Cells were cultured on 24-well cell culture plates to sub-confluent density and were exposed to normoxia or hyperoxia in the presence or absence of the Mas activator AVE0991 for 72 hours then were fixed in 70% ethanol. Apoptotic cells were detected by nuclear fragmentation assay using propidium iodide (PI) as described earlier,²³ after enzymatic digestion of ethanol-fixed cells with DNase-free RNase in PBS containing 5 μg/ml PI. During fixation with 70% ethanol, detached cells were retained by centrifugation of the 24-well culture plates. Cells with discrete nuclear fragments with condensed chromatin were counted as apoptotic using epifluorescence microscopy. Apoptotic cells were scored over a minimum of four separate microscopic fields from each of at least three culture vessels per treatment group.
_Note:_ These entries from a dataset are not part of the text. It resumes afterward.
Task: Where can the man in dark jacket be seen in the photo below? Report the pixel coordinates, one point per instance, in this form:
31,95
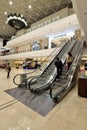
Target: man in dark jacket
58,64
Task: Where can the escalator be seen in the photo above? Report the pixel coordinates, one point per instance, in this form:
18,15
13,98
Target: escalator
43,82
59,89
21,79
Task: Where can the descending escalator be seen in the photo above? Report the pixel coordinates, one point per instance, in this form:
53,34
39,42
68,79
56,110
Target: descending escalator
43,82
21,79
59,89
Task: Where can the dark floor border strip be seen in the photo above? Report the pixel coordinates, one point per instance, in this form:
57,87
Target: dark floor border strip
7,102
8,105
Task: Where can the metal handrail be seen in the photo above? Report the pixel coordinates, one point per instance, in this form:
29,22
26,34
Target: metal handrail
70,73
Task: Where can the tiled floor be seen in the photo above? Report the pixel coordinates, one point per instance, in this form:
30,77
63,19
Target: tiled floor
69,114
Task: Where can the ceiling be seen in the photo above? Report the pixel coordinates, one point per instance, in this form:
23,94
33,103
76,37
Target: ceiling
39,9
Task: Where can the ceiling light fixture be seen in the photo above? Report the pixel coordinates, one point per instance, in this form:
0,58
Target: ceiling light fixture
17,21
30,6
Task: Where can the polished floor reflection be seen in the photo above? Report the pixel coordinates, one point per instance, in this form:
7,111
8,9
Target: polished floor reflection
69,114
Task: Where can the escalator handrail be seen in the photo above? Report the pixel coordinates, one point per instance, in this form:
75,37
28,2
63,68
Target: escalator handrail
37,78
71,73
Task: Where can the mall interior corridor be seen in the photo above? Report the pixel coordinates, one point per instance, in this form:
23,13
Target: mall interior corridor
69,114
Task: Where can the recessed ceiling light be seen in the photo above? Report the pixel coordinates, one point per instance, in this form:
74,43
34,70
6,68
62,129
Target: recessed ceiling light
10,2
29,6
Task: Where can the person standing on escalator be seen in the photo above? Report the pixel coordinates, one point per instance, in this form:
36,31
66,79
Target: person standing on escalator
69,60
58,64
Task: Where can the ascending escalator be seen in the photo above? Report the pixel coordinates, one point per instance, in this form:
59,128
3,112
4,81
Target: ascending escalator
43,82
21,79
59,89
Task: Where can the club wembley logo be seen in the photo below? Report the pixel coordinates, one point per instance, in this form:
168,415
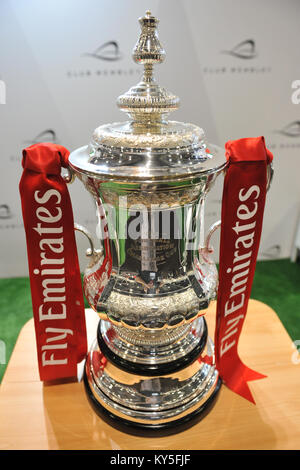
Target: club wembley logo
106,64
109,51
48,135
290,130
272,252
244,50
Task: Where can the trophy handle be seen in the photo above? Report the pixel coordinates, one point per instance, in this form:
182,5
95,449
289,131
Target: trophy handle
69,178
207,248
91,251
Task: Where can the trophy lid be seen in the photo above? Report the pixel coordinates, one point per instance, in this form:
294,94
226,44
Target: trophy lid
149,147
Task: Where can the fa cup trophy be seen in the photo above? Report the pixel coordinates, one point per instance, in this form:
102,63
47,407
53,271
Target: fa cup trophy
152,364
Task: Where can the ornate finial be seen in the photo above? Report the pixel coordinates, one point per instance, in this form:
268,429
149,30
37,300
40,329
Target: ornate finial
147,101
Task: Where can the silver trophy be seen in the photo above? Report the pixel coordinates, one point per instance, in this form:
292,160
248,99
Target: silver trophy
152,277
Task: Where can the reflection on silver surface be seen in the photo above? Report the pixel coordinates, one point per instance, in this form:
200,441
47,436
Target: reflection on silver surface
151,399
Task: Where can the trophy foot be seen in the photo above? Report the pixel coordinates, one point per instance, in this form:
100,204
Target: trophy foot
153,430
167,401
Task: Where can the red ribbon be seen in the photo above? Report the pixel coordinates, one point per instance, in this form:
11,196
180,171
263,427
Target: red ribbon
243,204
56,290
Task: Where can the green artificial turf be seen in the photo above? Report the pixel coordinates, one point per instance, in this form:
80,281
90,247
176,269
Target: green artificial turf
276,282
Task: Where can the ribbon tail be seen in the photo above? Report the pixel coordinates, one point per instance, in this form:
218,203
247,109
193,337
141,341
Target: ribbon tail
238,383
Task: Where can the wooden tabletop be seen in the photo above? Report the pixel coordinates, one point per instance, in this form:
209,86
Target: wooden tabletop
38,416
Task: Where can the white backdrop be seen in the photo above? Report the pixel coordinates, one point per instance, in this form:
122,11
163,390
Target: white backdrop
231,62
Mas activation prevents hyperoxia-induced increases albumin flux through alveolar epithelial cell monolayers

Figure 1 shows a significant increase in albumin flux through A549 cell monolayers cultured on Transwell inserts that had been exposed to 95%O₂ or normoxia (21% O₂). The increase in albumin flux was significantly decreased in the presence of the Mas activator AVE0991.

Figure 1 The Mas agonist AVE-0991 blocks Rhodamine-BSA flux across cultured alveolar epithelial cell monolayers caused by 95% oxygen. A549 cells were cultured on Transwell inserts to confluence as described in Methods and were then exposed to 95% O₂ in the presence or absence of the mas activator AVE0991. Thereafter, Rh-BSA (1mg/ml) was added into the inner chambers and 50μl of aliquots were taken from outer chambers three hours later. Rhodamine fluorescence was measured and was normalized as percent of the control; see Methods for details. Bars are the mean +/- S.E.M.; *** p<0.001 using ANOVA Student-Newman-Keuls test, n=12.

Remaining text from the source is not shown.